In a rush the genestealers came, a huddle of them down both of the corridors in the sticks of the ‘Y’ at once. Bolters fired, the distinctive double crack of weapon discharge and the propellant ignition of the bolts as they left the barrel followed by their delayed explosion as they penetrated flesh or metal, all doubled again by the storm bolters. Storm bolters were boltguns with two barrels and sophisticated fire control, capable of a withering rate of fire, and the Novamarines used them well.
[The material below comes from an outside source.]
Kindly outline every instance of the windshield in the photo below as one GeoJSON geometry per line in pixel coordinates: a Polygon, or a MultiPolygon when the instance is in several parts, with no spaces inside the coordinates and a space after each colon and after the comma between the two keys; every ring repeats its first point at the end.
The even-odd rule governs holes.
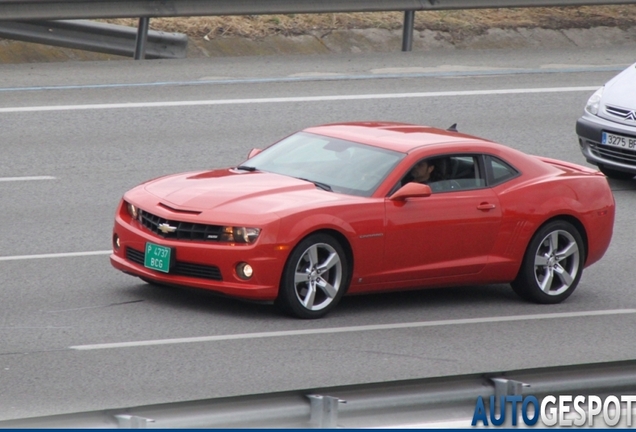
{"type": "Polygon", "coordinates": [[[404,153],[299,132],[243,164],[311,181],[333,192],[371,196],[404,153]]]}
Genestealers fell, dropping under the feet of those that followed. The gravity here functioned, but the genestealers used every surface, scuttling along the ceiling and walls as well as the floor. In the short-ranged illumination of the suit lights, the corridors were full of aliens. The boltguns spat their peculiar explosive song, every round finding a target. The xenos were tough, some requiring several shots to bring them down. Every dead genestealer was one less set of rending claws to trouble the Space Marines, but every death brought them two or three footsteps closer, and the genestealers were in seemingly endless supply.